11. Посткризисная реконструкция эфира

Начиная с четвертого дня радио переходит в обычный режим работы. На третий или четвертый день ЧП, как правило, приходятся похороны погибших и траур. В эфире нет развлекательных программ.

На четвертый день появляются программы на тему здоровья и всего, что с ним связано. Если ваша траурная музыкальная папка это позволяет, то веселенькие джинглы программ заменяются на спокойные. На четвертый же день в качестве межпрограммных заставок уместно изготовление специальных программ. Например, когда утонул «Курск», мы дважды в час зачитывали полный список погибших на фоне крика чаек и какой-то музыки. «Такой-то, старший матрос, такой-то, помощник» и т. д. Мы это крутили каждые полчаса, чтение длилось минут пять.

И на четвертый же, максимум на пятый день, но не позднее, вы начинаете людей выводить из этого состояния. Как это ни цинично звучит, но событие полностью пережито и даже изжито, теперь напоминание о нем остается только в выпусках новостей. И, с моей точки зрения, упаси вас боже, чтобы вы в стандартной сетке что-то изменяли, чтобы вернуться в это время к ЧП. Потому что в этот момент вы начинаете только накручивать психически нездоровых людей. А у всех здоровых вы подспудно начинаете вызывать раздражение. Те же самые люди, которые первые три дня не хотели ничего слушать, кроме как про пожар в Останкино или захват заложников, на пятый день не хотят слышать ничего про это. Это нормальная здоровая человеческая реакция, потому что жить прошлым нельзя.

Заключение

Я искренне желаю, чтобы никогда в вашей профессиональной жизни таких происшествий не случалось. Я искренне буду завидовать, если они в вашей жизни случатся. Если вы будете работать в эфире во время чрезвычайного происшествия, то испытаете огромный кайф. Это цинично звучит, но это правда. Потому что будете делать новости «здесь и сейчас». Будете делать новости каждую секунду. В обычное время это редко удается. В обычной жизни вам крайне редко удается что-то сообщить первым. А здесь у вас появится ощущение, что вы живете именно этими событиями, появится даже мысль, что вы ими управляете. Это очень интересное ощущение. Но, честно говоря, выбирая ответ на вопрос: «Хочу ли испытать это еще раз или нет?» – я предпочел бы сказать «нет». По крайней мере, когда случился Беслан, я сидел в тысяче верст от Москвы и понимал, что не сяду в самолет и не полечу на эфир, если только мне специально не позвонят. Может быть, я сделал так потому, что уже решил, что ухожу с радио.
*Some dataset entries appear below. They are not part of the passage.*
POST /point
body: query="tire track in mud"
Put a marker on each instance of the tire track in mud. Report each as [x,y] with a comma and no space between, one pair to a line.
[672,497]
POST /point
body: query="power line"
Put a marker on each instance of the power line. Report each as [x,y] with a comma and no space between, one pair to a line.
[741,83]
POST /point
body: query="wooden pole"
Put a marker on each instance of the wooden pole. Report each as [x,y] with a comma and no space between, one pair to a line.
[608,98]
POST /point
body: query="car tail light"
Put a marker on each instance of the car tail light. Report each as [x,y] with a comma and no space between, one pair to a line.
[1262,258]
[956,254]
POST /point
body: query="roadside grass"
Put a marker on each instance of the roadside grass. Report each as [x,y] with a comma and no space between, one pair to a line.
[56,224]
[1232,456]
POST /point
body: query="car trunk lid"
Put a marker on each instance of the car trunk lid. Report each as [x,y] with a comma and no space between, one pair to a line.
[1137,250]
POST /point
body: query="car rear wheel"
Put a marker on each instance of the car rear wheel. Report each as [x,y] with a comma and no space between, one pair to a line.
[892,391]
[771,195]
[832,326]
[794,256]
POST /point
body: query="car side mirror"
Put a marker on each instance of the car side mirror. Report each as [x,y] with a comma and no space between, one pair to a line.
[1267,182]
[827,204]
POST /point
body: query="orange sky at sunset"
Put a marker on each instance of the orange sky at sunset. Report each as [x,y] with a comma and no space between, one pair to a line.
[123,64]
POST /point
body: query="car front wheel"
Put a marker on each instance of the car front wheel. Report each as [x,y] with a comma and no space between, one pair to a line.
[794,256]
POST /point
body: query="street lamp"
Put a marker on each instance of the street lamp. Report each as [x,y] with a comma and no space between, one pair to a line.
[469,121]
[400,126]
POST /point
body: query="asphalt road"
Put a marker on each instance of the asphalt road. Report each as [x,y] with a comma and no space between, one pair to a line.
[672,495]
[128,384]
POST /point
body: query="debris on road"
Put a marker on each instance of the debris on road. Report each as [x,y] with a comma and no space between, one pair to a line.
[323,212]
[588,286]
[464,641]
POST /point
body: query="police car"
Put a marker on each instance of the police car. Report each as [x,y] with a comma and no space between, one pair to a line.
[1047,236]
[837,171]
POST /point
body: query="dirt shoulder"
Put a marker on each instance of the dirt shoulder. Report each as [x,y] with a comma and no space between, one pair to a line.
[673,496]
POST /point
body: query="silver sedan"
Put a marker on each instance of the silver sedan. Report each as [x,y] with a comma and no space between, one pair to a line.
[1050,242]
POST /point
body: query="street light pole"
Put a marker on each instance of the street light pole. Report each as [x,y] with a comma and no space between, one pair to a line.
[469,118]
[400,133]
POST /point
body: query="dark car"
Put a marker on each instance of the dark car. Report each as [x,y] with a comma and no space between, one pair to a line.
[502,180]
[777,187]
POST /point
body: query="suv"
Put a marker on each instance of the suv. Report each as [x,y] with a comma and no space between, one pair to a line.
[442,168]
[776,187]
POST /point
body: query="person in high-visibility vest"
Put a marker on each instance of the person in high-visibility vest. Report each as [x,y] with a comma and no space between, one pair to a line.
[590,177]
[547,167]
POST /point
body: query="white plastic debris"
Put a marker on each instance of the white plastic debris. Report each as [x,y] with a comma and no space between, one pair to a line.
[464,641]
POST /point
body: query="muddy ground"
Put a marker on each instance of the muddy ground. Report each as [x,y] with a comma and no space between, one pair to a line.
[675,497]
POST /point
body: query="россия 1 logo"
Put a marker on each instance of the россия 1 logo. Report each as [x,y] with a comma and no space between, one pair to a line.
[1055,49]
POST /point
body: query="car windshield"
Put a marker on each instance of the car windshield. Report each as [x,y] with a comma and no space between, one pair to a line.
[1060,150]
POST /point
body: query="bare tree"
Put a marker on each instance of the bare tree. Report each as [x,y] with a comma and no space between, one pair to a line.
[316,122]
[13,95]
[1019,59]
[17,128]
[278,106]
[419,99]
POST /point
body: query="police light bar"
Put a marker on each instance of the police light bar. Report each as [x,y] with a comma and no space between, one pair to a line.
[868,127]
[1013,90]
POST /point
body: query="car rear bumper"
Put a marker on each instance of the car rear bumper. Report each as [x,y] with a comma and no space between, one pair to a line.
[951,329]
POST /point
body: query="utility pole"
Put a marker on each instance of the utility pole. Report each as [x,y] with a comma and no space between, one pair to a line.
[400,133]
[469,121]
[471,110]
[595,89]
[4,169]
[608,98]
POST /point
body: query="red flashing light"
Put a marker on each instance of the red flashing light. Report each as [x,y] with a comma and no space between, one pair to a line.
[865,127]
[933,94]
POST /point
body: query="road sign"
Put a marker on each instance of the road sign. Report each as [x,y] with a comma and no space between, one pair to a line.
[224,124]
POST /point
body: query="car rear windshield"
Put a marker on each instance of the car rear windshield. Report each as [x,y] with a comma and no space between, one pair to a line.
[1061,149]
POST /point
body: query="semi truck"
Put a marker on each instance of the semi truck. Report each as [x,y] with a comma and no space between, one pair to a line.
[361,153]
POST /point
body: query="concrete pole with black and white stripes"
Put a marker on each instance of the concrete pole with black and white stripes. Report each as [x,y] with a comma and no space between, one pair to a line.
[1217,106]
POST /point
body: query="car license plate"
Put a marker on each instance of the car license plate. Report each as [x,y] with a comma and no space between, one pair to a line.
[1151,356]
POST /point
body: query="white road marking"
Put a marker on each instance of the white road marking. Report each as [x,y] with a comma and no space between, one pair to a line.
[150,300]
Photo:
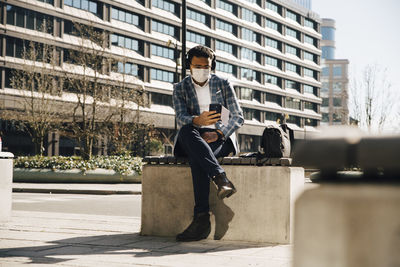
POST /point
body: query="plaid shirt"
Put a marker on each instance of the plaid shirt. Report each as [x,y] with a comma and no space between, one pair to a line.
[187,106]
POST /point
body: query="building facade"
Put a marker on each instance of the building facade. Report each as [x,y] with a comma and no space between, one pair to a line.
[270,51]
[334,78]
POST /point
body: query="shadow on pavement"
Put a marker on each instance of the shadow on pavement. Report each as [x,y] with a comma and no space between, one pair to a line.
[118,244]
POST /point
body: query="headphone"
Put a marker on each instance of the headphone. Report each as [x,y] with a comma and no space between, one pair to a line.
[189,56]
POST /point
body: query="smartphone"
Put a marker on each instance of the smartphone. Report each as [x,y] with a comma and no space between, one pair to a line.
[215,107]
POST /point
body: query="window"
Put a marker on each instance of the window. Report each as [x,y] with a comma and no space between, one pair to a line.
[271,43]
[292,103]
[271,61]
[196,38]
[125,16]
[271,6]
[248,74]
[291,15]
[271,79]
[337,102]
[87,5]
[292,85]
[308,73]
[163,4]
[309,23]
[225,26]
[224,67]
[163,28]
[197,16]
[325,71]
[274,98]
[337,70]
[162,75]
[248,35]
[222,46]
[248,54]
[248,15]
[291,50]
[161,51]
[309,40]
[225,5]
[272,25]
[337,87]
[308,56]
[291,67]
[292,33]
[123,41]
[161,99]
[308,89]
[127,68]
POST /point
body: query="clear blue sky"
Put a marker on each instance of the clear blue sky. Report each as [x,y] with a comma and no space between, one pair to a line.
[367,32]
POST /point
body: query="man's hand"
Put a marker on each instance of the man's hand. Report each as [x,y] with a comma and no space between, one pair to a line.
[207,118]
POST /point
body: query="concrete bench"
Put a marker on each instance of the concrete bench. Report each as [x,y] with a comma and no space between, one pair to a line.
[6,173]
[261,210]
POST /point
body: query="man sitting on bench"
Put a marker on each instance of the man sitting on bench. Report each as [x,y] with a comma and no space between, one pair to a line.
[202,136]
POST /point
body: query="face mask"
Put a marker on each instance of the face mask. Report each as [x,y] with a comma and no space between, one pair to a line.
[200,75]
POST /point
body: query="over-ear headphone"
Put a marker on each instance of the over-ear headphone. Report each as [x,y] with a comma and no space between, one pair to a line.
[189,56]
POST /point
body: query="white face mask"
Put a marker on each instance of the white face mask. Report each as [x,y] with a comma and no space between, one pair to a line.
[200,75]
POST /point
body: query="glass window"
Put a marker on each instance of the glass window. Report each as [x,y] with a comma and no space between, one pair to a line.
[271,61]
[225,5]
[222,46]
[271,6]
[161,51]
[308,73]
[162,75]
[163,28]
[248,35]
[272,24]
[291,67]
[224,67]
[271,79]
[225,26]
[291,50]
[248,54]
[293,103]
[196,38]
[337,70]
[248,15]
[271,43]
[197,16]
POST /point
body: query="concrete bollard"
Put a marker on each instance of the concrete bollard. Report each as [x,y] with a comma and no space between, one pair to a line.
[6,174]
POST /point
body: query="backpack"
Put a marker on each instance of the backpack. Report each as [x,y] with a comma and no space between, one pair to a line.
[275,142]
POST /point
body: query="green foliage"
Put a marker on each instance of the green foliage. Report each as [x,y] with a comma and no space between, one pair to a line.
[124,164]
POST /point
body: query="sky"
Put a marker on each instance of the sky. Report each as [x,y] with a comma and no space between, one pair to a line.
[367,32]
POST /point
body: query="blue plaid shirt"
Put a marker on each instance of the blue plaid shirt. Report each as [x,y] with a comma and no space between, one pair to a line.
[187,107]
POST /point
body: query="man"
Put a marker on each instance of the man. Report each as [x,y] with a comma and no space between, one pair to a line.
[202,136]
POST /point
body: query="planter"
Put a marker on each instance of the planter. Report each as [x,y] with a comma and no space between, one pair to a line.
[22,175]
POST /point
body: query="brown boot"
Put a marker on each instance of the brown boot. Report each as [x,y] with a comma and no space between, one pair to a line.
[225,187]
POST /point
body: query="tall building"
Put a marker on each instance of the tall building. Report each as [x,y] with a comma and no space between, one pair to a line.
[334,78]
[270,51]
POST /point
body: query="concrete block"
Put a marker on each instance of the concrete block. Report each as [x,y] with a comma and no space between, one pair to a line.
[348,226]
[261,210]
[6,174]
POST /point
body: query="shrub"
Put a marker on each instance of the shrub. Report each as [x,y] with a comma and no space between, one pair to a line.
[124,165]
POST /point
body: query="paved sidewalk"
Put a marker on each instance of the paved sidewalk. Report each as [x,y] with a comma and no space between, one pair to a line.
[77,188]
[60,239]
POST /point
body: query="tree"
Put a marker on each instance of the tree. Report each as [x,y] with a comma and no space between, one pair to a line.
[38,88]
[372,99]
[87,77]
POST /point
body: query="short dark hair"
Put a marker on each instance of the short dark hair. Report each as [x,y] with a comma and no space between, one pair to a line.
[200,51]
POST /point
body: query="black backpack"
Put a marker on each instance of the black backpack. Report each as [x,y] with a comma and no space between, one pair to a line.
[275,142]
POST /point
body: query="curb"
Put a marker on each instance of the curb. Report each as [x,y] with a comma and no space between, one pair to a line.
[75,191]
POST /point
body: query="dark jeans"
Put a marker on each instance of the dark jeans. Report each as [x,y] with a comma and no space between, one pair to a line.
[203,161]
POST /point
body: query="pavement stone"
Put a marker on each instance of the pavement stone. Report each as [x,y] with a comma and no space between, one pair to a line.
[61,239]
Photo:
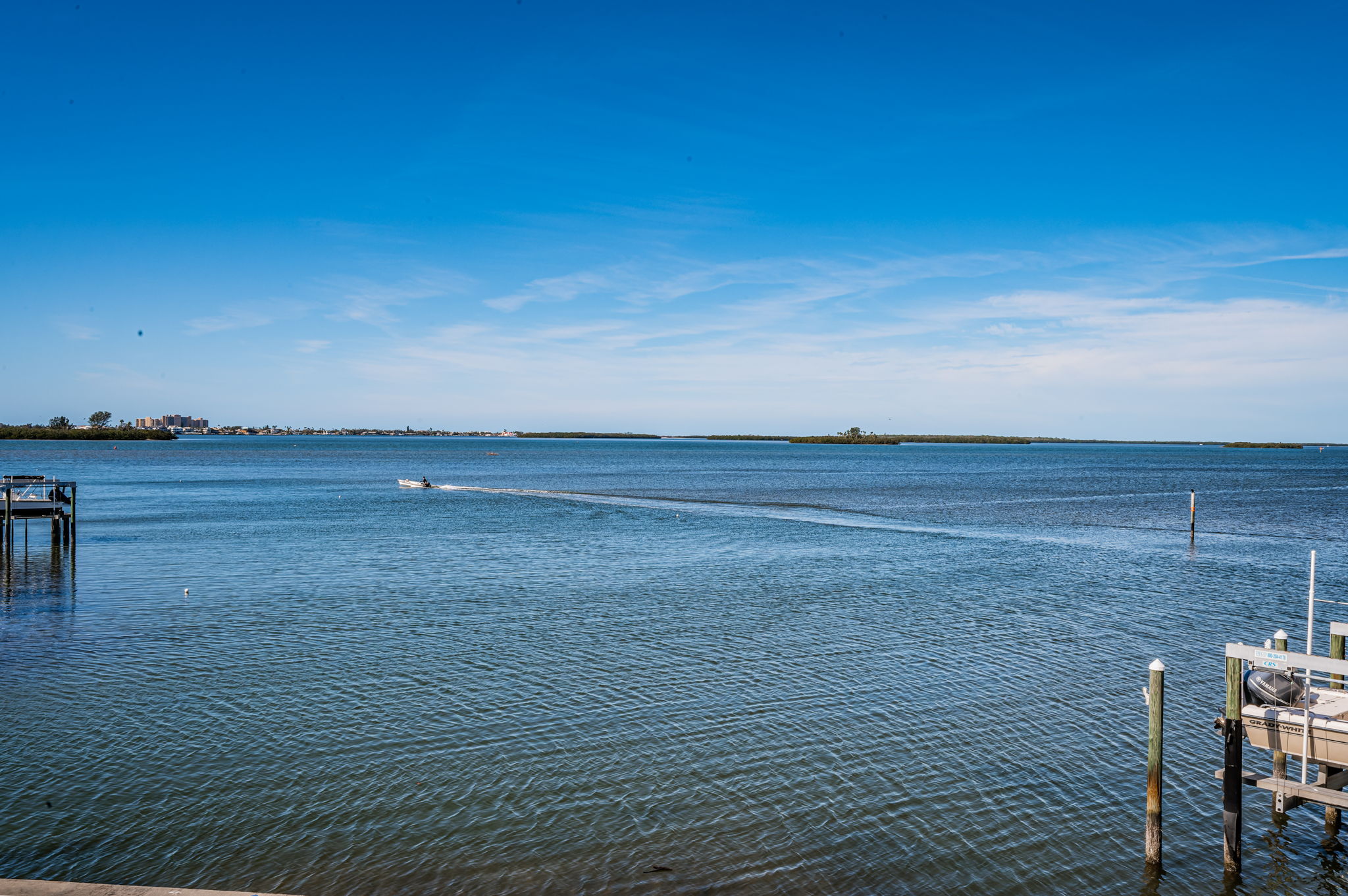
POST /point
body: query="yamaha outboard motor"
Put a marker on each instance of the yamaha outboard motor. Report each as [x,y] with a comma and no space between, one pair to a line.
[1273,689]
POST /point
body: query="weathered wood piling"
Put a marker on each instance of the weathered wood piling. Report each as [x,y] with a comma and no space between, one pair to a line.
[1232,737]
[1156,724]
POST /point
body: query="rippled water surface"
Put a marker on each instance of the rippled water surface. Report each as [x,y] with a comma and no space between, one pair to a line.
[771,668]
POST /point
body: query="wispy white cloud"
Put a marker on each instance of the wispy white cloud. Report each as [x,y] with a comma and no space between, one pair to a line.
[247,314]
[369,301]
[73,330]
[1102,325]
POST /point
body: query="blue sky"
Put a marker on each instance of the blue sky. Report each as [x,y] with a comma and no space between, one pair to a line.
[1076,220]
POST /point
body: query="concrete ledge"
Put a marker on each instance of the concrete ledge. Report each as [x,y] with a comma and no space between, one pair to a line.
[64,888]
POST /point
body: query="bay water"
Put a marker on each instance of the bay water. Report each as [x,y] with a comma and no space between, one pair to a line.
[767,667]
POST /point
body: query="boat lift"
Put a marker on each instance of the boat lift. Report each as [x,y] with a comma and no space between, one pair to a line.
[37,497]
[1312,730]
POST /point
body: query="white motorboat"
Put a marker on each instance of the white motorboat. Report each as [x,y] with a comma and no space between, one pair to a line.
[415,484]
[1283,728]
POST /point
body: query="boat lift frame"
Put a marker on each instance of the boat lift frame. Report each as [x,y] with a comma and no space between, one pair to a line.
[61,495]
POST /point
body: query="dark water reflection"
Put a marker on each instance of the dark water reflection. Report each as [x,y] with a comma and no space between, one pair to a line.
[770,668]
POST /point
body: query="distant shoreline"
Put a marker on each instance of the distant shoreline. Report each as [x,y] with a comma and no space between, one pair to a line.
[45,433]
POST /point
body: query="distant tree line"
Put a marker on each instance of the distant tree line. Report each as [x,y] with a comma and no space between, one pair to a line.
[586,436]
[61,428]
[34,432]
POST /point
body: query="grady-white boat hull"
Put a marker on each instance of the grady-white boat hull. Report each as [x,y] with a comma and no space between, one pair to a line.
[1283,728]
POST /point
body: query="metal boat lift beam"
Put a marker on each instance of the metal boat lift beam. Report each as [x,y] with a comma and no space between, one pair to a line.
[1293,794]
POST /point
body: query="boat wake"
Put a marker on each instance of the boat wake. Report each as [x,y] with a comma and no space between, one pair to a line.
[796,512]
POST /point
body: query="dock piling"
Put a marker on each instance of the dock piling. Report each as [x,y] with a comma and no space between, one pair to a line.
[1231,780]
[1156,708]
[1334,816]
[1280,759]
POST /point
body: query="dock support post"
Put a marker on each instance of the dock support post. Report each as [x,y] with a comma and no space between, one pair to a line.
[1156,708]
[1334,816]
[1280,759]
[1231,780]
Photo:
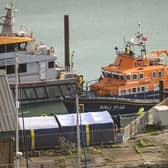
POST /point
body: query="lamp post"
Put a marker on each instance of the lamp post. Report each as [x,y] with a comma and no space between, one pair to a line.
[77,125]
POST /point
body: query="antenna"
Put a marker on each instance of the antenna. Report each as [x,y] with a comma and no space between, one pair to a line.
[139,27]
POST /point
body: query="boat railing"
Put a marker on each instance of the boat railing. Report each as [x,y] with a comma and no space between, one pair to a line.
[24,31]
[88,83]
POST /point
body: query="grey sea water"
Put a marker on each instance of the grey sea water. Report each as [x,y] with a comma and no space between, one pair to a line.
[96,27]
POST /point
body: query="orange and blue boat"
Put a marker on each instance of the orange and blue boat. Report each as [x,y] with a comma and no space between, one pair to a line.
[131,82]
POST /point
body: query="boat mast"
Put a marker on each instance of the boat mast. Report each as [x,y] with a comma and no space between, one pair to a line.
[7,20]
[78,128]
[17,113]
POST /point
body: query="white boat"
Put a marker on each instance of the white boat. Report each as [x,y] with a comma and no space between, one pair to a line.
[41,77]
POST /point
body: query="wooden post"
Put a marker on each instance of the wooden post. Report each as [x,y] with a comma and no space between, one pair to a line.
[161,90]
[66,40]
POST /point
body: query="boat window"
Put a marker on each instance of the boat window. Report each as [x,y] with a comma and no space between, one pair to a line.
[22,68]
[8,48]
[115,76]
[143,88]
[128,77]
[10,69]
[154,75]
[51,64]
[22,46]
[133,90]
[160,74]
[141,75]
[134,76]
[121,77]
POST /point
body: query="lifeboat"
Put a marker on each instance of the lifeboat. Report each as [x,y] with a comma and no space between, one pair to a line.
[131,82]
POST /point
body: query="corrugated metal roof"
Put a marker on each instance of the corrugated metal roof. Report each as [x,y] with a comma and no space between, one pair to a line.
[7,106]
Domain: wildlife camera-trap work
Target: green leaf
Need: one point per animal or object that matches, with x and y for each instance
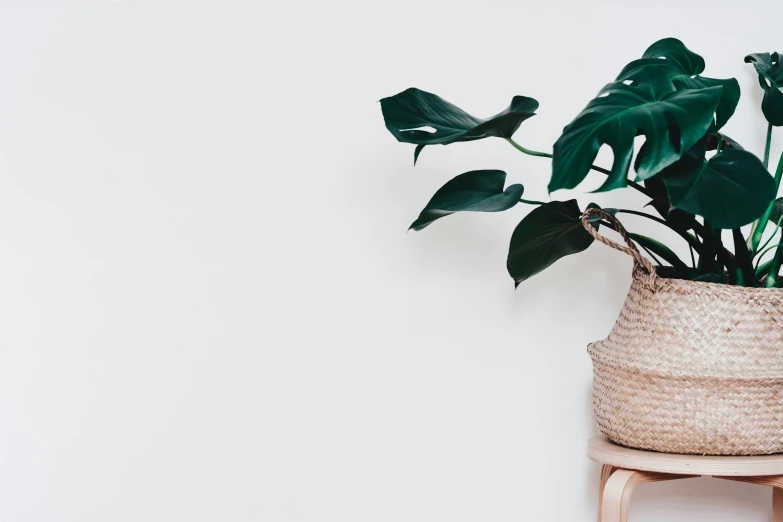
(770, 72)
(670, 58)
(423, 118)
(678, 219)
(730, 190)
(777, 211)
(661, 250)
(744, 269)
(671, 121)
(474, 191)
(550, 232)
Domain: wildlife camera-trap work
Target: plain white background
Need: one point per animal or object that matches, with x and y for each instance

НО ЕСЛИ ВЫ НЕ СОБИРАЕТЕСЬ РАССТАВАТЬСЯ С ПРОФЕССИЕЙ И ЕСЛИ ВЫ ВДРУГ, ПОДНОСЯ ЗА УЖИНОМ РЮМКУ КО РТУ, УСЛЫШИТЕ О ЧП, КОТОРОЕ ДОЛЖНО ЗАТМИТЬ ВСЕ НОВОСТИ НА БЛИЖАЙШИЕ ДНИ, ИМЕЙТЕ В ВИДУ: УВАЖАЮЩИЙ СЕБЯ ВЕДУЩИЙ СТАВИТ НЕВЫПИТУЮ РЮМКУ В СТОРОНУ И ВЫЕЗЖАЕТ В РЕДАКЦИЮ СРАЗУ, НЕ ДОЖИДАЯСЬ ЗВОНКА ОТ НАЧАЛЬСТВА. ОН НАБИРАЕТ ТЕЛЕФОН СВОЕГО ГЛАВНОГО РЕДАКТОРА И ГОВОРИТ: «ДА, Я ВСЕ УЖЕ ЗНАЮ. ЧЕРЕЗ 20 МИНУТ БУДУ».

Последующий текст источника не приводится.